Nice job Ruger ! Congrats !!


----------



## Mattuk (Oct 16, 2010)

Well done Ruger, sounds like you had a fantastic time!


----------



## youngdon (Mar 10, 2010)

You're gonna need a bigger ax for that firewood though lol
And is that a left handed Savage ?


----------



## Ruger (Jan 22, 2011)

It is a lefthanded Savage. I am right handed but extremely left eye dominant so I taught myself to shoot lefthanded. It was alot easier than I thought it would be.


----------



## youngdon (Mar 10, 2010)

I am also right handed and left eye dominant. One of these days I'll have to give a left handed gun a try, all my bolt guns are righty's.


----------



## Mattuk (Oct 16, 2010)

How does that matter when shooting a rifle?


----------



## youngdon (Mar 10, 2010)

Doing all the functions with your off hand is a bit different.


----------



## Mattuk (Oct 16, 2010)

But why do you have to look through the scope with your left eye and not your right? I don't understand, I'm also right handed and left master eye.


----------



## youngdon (Mar 10, 2010)

Because then my brain takes over and I don't see through the scope, unless I close my left eye that is.


----------



## Mattuk (Oct 16, 2010)

At the last moment I do close my left eye.


----------



## youngdon (Mar 10, 2010)

That would solve it then !


----------



## Antlerz22 (Apr 18, 2011)

Nice shooting Ruger, they can run fast eh!!! I emptied once on one with 4 rounds, the first being at 8 yds last at 35. Might go out Monday as my weekend dance card is filled at hunting times--sigh.

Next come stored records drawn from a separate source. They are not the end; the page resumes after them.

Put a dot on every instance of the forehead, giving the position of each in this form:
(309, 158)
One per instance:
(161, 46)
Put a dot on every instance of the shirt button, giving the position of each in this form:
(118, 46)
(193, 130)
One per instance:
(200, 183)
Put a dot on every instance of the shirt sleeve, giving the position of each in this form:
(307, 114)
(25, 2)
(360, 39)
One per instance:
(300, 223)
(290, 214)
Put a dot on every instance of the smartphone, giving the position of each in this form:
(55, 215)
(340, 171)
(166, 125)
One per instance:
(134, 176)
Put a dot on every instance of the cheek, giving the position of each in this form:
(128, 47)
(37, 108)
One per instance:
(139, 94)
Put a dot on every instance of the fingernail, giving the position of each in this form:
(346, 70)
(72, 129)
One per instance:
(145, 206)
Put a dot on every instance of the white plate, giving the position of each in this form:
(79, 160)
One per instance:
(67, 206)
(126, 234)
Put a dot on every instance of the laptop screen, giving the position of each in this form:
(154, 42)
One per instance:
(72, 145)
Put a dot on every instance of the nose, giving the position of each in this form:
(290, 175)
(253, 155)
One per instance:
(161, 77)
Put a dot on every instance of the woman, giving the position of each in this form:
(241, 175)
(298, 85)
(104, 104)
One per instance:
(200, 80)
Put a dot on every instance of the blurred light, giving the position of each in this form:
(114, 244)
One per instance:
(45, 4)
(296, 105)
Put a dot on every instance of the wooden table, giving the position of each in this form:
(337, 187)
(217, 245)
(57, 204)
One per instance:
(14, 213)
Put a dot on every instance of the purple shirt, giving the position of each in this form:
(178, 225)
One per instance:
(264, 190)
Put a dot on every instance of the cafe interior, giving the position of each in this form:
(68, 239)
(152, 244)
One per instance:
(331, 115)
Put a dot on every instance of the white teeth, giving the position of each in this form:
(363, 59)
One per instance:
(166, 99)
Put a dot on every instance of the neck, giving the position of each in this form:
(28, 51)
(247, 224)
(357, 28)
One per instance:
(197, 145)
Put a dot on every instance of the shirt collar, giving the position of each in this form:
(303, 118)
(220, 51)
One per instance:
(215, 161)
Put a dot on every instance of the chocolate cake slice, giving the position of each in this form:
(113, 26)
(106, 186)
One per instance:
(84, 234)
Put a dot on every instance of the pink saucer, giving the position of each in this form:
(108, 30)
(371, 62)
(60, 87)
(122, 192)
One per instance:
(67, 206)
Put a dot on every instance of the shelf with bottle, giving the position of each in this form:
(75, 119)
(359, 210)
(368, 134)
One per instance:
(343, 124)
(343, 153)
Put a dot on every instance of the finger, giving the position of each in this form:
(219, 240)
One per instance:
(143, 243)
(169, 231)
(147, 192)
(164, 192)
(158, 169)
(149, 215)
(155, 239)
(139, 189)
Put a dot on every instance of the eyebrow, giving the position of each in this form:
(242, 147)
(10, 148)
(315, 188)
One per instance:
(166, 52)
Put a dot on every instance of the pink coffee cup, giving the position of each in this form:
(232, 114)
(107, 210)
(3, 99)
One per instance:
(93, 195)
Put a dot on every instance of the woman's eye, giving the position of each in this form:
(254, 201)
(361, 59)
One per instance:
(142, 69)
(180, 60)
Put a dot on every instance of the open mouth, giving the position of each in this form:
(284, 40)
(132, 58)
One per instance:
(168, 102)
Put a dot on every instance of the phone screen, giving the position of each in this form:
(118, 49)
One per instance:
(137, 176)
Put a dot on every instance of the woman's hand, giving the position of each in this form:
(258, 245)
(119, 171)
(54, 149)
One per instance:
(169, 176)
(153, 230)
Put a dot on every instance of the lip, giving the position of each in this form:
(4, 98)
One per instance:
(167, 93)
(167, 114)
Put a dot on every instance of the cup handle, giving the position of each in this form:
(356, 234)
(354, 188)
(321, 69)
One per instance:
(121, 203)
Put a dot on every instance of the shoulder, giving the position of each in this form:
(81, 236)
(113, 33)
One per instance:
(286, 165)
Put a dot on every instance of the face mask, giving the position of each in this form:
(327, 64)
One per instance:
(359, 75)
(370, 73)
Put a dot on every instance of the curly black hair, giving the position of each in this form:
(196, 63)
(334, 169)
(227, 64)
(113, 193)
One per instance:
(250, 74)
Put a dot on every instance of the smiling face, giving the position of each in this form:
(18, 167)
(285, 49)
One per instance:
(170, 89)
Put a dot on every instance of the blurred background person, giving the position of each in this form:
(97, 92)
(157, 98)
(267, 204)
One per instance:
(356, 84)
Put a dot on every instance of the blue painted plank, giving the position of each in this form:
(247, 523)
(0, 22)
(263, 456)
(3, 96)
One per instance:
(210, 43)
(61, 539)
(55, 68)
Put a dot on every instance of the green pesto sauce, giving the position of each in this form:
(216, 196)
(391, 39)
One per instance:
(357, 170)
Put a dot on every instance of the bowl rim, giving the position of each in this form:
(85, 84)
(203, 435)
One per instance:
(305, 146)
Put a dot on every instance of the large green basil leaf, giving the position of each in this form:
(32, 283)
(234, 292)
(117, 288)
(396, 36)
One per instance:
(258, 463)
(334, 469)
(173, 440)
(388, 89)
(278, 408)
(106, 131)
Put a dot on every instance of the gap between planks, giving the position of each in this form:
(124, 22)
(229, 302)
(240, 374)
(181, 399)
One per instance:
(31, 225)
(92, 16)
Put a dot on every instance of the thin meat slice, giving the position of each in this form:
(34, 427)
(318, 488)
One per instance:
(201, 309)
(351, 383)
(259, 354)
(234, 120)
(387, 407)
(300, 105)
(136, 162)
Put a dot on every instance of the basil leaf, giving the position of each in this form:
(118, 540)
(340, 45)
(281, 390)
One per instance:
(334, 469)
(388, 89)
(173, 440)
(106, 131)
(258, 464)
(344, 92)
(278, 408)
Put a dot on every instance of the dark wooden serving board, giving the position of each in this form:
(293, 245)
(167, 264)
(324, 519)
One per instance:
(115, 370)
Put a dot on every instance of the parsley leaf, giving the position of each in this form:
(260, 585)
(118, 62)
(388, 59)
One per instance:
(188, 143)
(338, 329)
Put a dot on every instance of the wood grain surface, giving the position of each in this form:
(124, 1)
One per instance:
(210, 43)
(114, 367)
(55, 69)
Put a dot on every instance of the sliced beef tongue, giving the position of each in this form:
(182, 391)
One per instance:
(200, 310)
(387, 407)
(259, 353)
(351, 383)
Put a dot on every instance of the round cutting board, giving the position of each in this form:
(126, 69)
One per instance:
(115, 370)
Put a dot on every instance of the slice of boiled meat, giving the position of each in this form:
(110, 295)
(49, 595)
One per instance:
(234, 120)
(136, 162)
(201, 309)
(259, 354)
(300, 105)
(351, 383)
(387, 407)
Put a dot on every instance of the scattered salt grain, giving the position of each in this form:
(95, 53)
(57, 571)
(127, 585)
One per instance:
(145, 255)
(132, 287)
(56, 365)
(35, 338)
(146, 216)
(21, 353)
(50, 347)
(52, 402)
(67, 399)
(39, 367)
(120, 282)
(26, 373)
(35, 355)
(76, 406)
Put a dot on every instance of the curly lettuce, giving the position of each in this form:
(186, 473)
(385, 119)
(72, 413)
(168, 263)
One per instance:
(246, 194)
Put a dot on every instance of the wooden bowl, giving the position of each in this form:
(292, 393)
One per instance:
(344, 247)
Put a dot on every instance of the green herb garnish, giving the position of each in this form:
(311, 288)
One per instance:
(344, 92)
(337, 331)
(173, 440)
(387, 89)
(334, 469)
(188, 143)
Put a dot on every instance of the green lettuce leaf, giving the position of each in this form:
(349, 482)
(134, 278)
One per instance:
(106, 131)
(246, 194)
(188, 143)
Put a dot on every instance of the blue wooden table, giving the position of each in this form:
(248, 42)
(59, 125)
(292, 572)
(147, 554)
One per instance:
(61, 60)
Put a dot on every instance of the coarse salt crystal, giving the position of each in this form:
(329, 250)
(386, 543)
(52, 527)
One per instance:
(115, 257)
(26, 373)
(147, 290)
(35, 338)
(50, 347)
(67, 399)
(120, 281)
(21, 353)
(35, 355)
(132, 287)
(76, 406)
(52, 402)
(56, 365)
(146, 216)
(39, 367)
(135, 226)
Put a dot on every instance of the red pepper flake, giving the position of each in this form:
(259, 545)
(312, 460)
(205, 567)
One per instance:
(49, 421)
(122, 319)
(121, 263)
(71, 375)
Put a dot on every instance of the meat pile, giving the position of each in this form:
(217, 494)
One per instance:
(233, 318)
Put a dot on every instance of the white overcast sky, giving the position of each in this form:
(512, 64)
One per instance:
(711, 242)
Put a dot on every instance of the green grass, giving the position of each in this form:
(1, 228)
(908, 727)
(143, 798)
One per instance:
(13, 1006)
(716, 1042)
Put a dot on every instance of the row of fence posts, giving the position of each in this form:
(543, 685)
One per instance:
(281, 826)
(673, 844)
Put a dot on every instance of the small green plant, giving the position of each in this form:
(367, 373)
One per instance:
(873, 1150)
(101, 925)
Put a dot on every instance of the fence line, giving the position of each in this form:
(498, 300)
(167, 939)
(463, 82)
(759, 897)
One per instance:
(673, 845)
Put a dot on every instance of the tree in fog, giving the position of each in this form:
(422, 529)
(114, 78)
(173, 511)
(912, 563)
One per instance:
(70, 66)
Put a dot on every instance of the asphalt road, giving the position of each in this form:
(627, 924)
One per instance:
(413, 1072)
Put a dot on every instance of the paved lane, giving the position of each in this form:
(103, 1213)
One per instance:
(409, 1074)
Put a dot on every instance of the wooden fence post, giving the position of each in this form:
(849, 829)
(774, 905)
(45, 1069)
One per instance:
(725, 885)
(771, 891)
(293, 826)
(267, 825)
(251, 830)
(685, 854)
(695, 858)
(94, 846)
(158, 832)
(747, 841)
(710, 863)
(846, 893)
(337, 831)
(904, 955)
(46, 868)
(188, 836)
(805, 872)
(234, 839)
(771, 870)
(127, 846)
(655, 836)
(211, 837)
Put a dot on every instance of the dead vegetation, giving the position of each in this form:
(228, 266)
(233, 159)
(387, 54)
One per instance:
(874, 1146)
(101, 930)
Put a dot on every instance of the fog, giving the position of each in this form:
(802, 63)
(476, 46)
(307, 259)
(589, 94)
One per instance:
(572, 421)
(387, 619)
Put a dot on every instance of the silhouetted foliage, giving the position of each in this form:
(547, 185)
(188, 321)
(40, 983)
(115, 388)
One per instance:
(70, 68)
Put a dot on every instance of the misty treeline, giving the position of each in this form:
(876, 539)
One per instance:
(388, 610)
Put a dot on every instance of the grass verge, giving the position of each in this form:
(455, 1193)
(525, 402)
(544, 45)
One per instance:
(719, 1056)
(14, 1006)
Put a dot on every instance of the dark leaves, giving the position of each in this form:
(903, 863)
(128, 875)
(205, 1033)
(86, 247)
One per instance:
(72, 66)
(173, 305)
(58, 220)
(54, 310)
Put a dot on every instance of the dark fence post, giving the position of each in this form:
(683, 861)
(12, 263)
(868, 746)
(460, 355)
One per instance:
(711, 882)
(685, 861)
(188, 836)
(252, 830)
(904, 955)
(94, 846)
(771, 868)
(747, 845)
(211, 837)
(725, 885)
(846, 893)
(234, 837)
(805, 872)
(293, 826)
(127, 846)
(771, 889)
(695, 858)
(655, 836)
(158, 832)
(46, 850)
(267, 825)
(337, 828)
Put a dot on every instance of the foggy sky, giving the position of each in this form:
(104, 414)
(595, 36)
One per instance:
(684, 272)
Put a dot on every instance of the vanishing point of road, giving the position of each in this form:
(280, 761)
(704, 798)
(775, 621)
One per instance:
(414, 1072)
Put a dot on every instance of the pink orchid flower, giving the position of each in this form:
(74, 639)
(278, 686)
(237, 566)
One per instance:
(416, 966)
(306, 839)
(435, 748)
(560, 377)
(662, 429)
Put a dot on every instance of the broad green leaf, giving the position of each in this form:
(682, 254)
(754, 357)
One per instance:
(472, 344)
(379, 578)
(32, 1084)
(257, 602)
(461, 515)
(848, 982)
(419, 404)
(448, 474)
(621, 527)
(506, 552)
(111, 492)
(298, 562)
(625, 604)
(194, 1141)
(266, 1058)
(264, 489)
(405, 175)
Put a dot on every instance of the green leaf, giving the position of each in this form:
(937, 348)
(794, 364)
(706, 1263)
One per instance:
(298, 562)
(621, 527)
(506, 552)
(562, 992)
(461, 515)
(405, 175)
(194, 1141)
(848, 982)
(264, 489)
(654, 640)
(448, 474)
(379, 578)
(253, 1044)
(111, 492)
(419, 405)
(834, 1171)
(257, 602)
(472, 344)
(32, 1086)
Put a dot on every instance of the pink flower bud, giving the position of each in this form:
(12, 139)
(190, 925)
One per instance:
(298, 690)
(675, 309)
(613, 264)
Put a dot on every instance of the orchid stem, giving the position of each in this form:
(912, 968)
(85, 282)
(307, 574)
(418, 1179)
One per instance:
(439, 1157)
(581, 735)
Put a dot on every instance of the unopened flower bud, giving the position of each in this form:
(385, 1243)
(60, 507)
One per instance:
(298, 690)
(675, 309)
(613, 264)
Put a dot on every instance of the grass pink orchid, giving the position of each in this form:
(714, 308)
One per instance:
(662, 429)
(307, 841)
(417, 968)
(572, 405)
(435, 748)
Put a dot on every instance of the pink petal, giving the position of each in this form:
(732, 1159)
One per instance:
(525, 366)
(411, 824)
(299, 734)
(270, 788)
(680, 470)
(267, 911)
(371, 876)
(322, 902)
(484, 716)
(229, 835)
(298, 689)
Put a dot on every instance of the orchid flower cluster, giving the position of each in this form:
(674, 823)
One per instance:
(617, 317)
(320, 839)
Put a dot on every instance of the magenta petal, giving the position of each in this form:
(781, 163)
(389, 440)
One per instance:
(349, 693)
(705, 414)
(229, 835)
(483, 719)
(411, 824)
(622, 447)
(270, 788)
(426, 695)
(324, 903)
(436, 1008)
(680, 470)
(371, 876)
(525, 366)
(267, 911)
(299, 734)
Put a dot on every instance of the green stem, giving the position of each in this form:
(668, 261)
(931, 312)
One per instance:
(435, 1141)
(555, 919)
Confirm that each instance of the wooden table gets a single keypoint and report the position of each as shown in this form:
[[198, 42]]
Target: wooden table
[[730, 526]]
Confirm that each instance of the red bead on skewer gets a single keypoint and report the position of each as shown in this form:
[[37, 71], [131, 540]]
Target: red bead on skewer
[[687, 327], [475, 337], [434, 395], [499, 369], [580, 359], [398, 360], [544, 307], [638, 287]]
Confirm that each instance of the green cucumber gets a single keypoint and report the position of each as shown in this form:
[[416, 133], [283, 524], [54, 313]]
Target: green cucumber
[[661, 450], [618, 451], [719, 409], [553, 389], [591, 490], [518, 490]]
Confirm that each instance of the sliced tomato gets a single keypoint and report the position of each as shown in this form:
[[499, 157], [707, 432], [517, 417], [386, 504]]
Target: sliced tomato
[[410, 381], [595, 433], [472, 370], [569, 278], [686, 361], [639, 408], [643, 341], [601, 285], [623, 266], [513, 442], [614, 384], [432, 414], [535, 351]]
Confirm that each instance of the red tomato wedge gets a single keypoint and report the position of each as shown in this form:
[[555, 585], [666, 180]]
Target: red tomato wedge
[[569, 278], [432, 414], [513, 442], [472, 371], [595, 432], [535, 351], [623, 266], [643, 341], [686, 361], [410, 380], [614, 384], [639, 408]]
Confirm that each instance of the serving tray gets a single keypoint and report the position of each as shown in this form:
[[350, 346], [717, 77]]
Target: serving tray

Youre making me itchy to go--thx!


----------



## showmeyote (Dec 12, 2010)

Great Job congrats....


----------



## Call-In the Country (Oct 10, 2011)

Nicely done. That coyote on the left looks like it's just taking a nap


----------



## ReidRH (Feb 1, 2010)

Awesome!! Ruger!!! I am Proud for ya Good shooting!!


----------



## singlesix (May 13, 2010)

Nice job Ruger what sound were you using?


----------



## Ruger (Jan 22, 2011)

When I took the double I was using lightning jack for about 10 minutes and then switched it over to dying jack. Its a sequence that has seemed to work well for me in the past. The other stands i was using adult cottontail and and grey fox fight or my Circe and Mountain Jerry's hand calls. Most calls seemed to be working pretty well that day. Really anxious to get out again, but the next few weeks are tied up in work and big-game seasons. Maybe I'll get the chance to sneak away for a day.


----------



## sell33 (Aug 5, 2010)

Good shooting Ruger! What caliber savage you shooting?


----------